Bittner struggled with this challenge until 2010, when Francisco Gonzalez-Lima, a psychology professor and fellow researcher at UT, insisted he try methylene blue, a long-used dye, which recently showed its value for keeping cells open.

“Methylene blue has been able to prevent neurodegeneration,” Gonzalez-Lima said. “This collaboration led to a breakthrough in that the animals treated with methylene blue recovered faster and better.”

Once nerve cells are opened, the procedure calls for applying polyethylene glycol (PEG), a chemical that causes cells to drift together, aligning each end of the severed axon. A trip to the movies in 1980, to see “The Empire Strikes Back,” inspired Bittner to use PEG for the first time in an animal thanks to a scene in which Luke Skywalker’s hand is reattached after a light saber duel.

“In the 15-minute drive home, I started to think: “You know, that’s what I’ve been wanting to do. If you take the distal and proximal halves [the dead stump and live end], it’d be an intact cell,” said Bittner, recalling how, the next day, he used PEG on a crayfish for the first time.

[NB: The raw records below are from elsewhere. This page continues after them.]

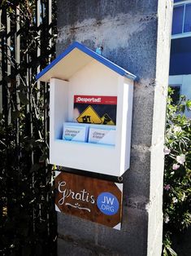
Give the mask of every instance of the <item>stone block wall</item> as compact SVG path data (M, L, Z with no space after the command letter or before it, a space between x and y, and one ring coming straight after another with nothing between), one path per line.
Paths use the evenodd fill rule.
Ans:
M57 54L74 41L139 77L131 168L124 174L123 227L58 214L59 255L159 256L171 0L58 0Z

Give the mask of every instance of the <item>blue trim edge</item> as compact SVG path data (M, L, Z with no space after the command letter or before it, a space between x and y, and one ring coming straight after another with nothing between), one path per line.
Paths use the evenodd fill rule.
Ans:
M88 47L83 46L78 42L74 42L68 48L67 48L63 53L61 53L55 60L54 60L47 67L46 67L42 71L41 71L36 76L36 79L40 79L46 73L50 70L55 64L57 64L63 58L67 55L73 49L77 48L83 51L84 53L87 54L90 57L95 59L96 60L99 61L107 68L112 69L113 71L116 72L121 76L126 77L132 80L137 80L137 77L133 75L132 73L128 72L127 70L122 68L121 67L116 65L113 62L110 61L109 60L104 58L103 56L98 55L95 51L89 49Z

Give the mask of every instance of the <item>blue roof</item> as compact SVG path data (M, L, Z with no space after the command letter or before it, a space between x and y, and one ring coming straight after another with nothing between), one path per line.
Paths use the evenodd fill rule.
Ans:
M67 55L75 48L79 49L82 52L87 54L90 57L99 61L100 63L102 63L105 66L108 67L109 68L111 68L113 71L119 73L119 75L126 77L132 79L132 80L137 79L137 77L135 75L132 74L131 73L128 72L127 70L124 69L123 68L116 65L113 62L104 58L103 56L100 55L99 54L96 53L95 51L89 49L88 47L85 46L84 45L80 44L78 42L75 42L72 45L70 45L70 46L68 48L67 48L55 60L54 60L47 67L46 67L41 72L40 72L36 76L36 79L37 80L40 79L43 75L45 75L48 71L50 71L54 65L56 65L62 59L63 59L66 55Z

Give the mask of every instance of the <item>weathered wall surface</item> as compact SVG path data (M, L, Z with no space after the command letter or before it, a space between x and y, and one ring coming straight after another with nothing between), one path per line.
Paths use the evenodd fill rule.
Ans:
M73 41L140 77L121 231L58 214L59 255L160 255L171 0L58 1L57 54Z

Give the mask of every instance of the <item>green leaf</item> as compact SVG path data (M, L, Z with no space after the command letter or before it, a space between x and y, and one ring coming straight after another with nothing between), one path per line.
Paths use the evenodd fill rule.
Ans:
M20 117L20 112L16 110L16 111L12 111L11 113L11 120L12 121L15 121L16 118Z
M24 104L24 105L27 105L29 104L29 101L26 96L25 94L24 94L23 92L19 92L19 97L20 99L20 102Z
M31 167L30 173L33 173L33 172L37 171L40 169L40 167L41 167L41 166L39 164L34 164Z

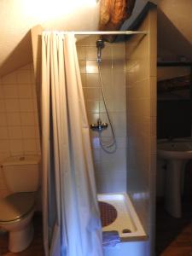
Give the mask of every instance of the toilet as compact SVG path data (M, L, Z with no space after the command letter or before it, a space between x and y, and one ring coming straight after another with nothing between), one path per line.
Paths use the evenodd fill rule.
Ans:
M0 200L0 229L9 232L12 253L25 250L33 238L32 218L39 187L39 160L37 155L13 156L1 164L10 194Z

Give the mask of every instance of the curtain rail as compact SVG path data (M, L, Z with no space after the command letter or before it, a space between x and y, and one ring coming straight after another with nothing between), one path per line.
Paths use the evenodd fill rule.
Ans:
M59 31L58 31L59 32ZM147 31L84 31L84 32L79 32L79 31L67 31L61 32L64 34L73 32L75 35L133 35L133 34L144 34L148 33Z

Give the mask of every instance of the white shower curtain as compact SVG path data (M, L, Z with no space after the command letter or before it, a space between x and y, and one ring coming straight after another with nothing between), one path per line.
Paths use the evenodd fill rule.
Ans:
M42 36L42 165L46 256L101 256L89 125L73 33Z

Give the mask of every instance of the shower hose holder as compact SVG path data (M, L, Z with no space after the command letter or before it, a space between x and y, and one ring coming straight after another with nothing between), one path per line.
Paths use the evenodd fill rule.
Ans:
M100 119L98 119L96 124L91 124L90 125L90 129L93 131L102 131L104 129L107 129L108 125L107 123L102 123Z

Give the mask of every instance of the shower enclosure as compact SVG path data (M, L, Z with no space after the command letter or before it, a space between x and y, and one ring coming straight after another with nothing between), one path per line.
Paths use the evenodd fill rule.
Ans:
M128 194L148 236L148 239L143 241L122 242L117 247L109 248L105 252L106 256L121 256L127 252L131 256L148 256L154 253L155 21L156 9L152 8L141 21L138 32L121 36L116 43L105 42L105 47L99 53L102 53L99 68L96 44L101 33L98 32L96 35L96 32L90 32L90 35L81 39L79 39L79 32L76 35L89 124L96 124L102 120L102 124L108 125L102 131L90 131L97 193ZM37 33L39 32L34 30L34 37ZM33 58L37 60L38 44L33 45ZM34 63L37 75L38 61ZM102 90L115 137L113 143ZM112 143L112 147L105 147L108 143Z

Bittner’s team perfected his current technique in 2011 after its research on the PEG-methylene-blue combination attracted the attention of surgeons nationwide. Hand surgeons suggested the lab try holding nerves together with microsutures, super-precise stitches used for small tendons.

“Dr. Cameron Keating [a plastic surgery researcher from Massachusetts General Hospital at Harvard Medical School] came down to combine the methylene blue procedure with his microsutures,” Bittner said.

The results were dramatic. Animals that were operated on experienced 80 percent nerve regeneration compared with untreated rats, which registered under 15 percent. It was the trifecta of first PEG, then methylene blue and last microsutures that had success in animals, with little success from each component on its own.

“Without the series, you don’t get real success,” Bittner said.

The road to possible success in humans remains a demanding one. Despite its potential to cure paralysis, the FDA has to approve the procedure and specific chemicals for a trial, and then the researchers can work with NIH to move forward with clinical trials.

The study’s researchers are already seeing how far they can translate results. Bittner said Thayer is working on double fusions, reconnecting nerves at both ends, which may one day lead to a successful procedure for nerve transplants.

“It leads us to hope for the day that we can repair nerve damage in humans,” Bittner said.